The ACAS Code suggests that employees should not be dismissed without prior warning except in cases of gross misconduct. Examples of gross misconduct should be contained in your Disciplinary Procedure. In an Unfair Dismissal claim, an Employment Tribunal would look at whether dismissal was within the “range of reasonable responses” to the employee’s misconduct.
Dismissal without notice would be a breach of contract unless the employee has committed gross misconduct or payment is made in lieu of notice (where the Contract of Employment allows for this). The employee would have a claim for wrongful dismissal to be paid for the length of their notice period, whether or not they have 2 years’ service.
Dismissal without following any form of procedure is likely to be found to be unfair (assuming the employee has 2 years’ service). However, the employee is likely to face deductions from Unfair Dismissal compensation if s/he is found to have contributed to the dismissal or the Employment Tribunal find that following a fair procedure would still have led to dismissal.

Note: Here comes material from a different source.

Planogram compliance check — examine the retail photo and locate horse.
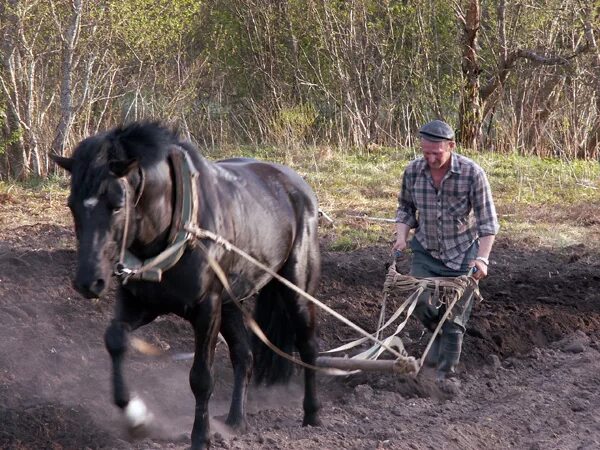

An employee could claim Unfair Dismissal alleging either that there was not a genuine redundancy or that the selection for redundancy was unfair. It is important not to make a role redundant or select an employee for redundancy when the real reason for terminating their employment is something else. Whilst it might be considered less contentious, it can in fact store up problems for later. Consider instead a Disciplinary or Capability Procedure, or holding a protected conversation.
We used to estimate that the average Employment Tribunal claim was heard around 6 months after it was issued. Much depends on the complexity and number of witnesses: the Employment Tribunal struggles to accommodate longer hearings, which will be listed further into the future than short hearings. Our current experience is that the Employment Tribunal Service is overstretched, with an increase in claims following the decision to quash Employment Tribunal fees, and that this is leading to delays in listing hearings.
The first £30,000 of any compensation for loss of employment is tax free. However, a change in the law means that for anyone dismissed on or after 6 April 2018, any payments in respect of the notice period will be subject to tax and national insurance.
This means that most Unfair Dismissal compensation is not taxed, which can be a valuable factor in settlement negotiations.